Le compte joint est pratique au quotidien, mais son sort au décès d'un cotitulaire soulève des questions. Voici comment cela se passe, et pourquoi il faut aussi penser aux comptes que le défunt détenait seul.

Le principe : le compte joint continue de fonctionner

À la différence d'un compte individuel, le compte joint n'est en général pas bloqué au décès d'un cotitulaire : le survivant peut continuer à l'utiliser.

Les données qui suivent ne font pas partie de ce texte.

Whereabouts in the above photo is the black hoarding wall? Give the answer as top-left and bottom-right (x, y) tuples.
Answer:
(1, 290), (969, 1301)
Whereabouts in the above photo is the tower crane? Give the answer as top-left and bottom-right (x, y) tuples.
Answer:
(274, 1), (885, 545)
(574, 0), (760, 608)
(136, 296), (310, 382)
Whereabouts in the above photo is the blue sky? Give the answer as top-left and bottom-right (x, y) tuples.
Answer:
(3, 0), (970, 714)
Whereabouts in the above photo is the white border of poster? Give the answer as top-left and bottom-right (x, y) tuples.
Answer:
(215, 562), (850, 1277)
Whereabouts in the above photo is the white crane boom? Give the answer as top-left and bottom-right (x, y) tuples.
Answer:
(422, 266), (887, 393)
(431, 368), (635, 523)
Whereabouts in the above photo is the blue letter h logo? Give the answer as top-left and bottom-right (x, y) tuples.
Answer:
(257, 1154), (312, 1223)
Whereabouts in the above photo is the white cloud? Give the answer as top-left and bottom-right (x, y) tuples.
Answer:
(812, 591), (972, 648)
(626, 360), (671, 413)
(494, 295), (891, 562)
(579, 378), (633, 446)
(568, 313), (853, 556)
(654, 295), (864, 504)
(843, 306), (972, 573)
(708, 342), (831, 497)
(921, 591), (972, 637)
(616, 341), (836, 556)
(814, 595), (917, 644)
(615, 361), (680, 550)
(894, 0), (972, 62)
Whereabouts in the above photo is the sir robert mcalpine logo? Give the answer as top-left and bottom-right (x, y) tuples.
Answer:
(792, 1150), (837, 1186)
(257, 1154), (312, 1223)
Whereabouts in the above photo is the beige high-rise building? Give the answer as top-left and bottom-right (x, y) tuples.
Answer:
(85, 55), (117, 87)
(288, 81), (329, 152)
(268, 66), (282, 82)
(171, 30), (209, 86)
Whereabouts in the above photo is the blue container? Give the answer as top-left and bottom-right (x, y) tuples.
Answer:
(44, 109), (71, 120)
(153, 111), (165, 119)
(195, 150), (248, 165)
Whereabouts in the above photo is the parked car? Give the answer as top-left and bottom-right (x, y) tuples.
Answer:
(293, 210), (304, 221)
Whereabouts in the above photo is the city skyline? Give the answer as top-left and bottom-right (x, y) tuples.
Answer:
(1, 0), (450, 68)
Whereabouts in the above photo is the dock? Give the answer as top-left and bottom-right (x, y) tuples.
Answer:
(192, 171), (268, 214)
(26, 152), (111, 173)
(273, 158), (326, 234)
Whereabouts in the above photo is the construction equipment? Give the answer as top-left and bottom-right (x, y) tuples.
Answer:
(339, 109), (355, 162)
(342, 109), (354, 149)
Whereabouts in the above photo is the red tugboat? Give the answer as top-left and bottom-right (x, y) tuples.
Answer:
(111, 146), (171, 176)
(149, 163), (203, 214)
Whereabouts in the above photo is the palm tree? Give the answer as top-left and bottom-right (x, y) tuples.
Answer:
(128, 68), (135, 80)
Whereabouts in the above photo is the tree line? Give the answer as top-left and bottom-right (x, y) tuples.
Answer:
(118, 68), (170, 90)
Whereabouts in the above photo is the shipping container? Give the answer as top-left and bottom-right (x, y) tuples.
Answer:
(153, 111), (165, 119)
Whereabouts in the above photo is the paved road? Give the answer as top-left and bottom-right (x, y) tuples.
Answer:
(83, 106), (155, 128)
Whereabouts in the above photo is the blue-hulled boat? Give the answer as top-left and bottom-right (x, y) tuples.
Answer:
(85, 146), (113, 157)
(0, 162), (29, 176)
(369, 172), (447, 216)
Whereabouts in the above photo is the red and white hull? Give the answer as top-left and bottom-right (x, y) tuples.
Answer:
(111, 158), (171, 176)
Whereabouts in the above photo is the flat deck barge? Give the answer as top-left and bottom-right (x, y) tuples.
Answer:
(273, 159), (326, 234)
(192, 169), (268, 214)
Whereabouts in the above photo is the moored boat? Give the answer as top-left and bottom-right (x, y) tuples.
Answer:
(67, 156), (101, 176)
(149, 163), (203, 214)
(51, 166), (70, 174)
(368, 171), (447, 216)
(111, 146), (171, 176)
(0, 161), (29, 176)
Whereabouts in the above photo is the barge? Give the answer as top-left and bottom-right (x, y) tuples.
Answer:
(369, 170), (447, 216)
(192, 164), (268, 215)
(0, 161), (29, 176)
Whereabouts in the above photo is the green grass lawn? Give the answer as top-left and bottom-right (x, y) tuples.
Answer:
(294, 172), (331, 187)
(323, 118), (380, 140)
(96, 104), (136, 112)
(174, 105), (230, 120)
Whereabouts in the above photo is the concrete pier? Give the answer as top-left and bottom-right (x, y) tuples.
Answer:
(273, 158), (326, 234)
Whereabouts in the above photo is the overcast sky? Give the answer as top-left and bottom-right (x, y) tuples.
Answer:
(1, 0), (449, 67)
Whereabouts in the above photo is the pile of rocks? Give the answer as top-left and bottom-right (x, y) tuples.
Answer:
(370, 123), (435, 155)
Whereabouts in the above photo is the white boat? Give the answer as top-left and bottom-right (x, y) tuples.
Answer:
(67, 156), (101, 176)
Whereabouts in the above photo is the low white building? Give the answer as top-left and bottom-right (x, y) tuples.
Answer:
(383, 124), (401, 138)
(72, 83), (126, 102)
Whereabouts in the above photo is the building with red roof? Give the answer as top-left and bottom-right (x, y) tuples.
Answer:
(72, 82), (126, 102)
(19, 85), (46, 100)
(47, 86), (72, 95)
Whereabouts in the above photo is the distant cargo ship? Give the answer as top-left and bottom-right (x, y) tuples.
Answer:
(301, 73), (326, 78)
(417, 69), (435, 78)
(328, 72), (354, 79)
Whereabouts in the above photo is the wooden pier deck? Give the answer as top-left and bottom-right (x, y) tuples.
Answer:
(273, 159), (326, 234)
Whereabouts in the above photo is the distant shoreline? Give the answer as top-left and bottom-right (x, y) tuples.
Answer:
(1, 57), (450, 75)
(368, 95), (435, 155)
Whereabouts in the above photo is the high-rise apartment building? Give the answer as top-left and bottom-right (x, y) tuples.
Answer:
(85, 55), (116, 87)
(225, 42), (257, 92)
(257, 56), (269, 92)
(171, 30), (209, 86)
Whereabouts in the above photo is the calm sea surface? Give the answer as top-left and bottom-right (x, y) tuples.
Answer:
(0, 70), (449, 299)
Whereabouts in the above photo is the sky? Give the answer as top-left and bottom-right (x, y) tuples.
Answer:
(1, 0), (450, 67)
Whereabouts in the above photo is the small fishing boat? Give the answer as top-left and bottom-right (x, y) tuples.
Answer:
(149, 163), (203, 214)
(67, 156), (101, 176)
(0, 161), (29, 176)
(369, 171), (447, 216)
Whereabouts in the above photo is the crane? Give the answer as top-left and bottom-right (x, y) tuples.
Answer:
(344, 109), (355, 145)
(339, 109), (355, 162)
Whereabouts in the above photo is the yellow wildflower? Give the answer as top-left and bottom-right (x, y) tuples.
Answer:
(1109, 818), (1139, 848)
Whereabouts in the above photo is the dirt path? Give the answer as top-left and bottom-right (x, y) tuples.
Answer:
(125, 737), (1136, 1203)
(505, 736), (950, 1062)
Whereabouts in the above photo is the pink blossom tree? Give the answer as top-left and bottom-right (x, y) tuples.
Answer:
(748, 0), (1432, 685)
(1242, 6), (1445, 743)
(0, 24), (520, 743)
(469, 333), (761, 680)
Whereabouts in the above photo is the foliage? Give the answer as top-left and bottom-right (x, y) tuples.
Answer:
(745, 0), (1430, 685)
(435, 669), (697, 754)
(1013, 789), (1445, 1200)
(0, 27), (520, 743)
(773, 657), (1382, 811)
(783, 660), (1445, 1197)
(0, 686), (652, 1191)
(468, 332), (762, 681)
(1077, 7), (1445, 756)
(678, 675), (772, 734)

La mention « ou » entre les titulaires permet à chacun de faire fonctionner le compte seul.

Mais la part du défunt entre dans la succession

Attention : même si le compte reste actif, la part du défunt dans le solde fait partie de sa succession et doit être prise en compte dans le règlement. La banque doit être informée du décès, et les héritiers peuvent demander la répartition.

Les comptes individuels, eux, sont bloqués

Les comptes que le défunt détenait seul sont, eux, bloqués jusqu'au règlement de la succession. Et c'est là que se cachent souvent des avoirs oubliés : un vieux compte dans une banque quittée, un livret jamais clôturé. Ces comptes n'apparaissent pas forcément à la famille.

Ne rien laisser passer

Pour dresser la liste complète des comptes d'un défunt — joints comme individuels — on interroge le fichier FICOBA, accessible via un notaire mandaté. Heritya organise cette recherche complète, et va jusqu'à l'assurance-vie. La vérification est gratuite.

Questions fréquentes

Le compte joint est-il bloqué au décès ?
En général non, sauf demande contraire d'un héritier ; mais la part du défunt entre dans la succession.

Comment retrouver tous les comptes du défunt ?
Via le fichier FICOBA, interrogé par un notaire mandaté.

Et s'il existe un compte que personne ne connaît ?
C'est justement l'intérêt d'une recherche complète : identifier les comptes oubliés.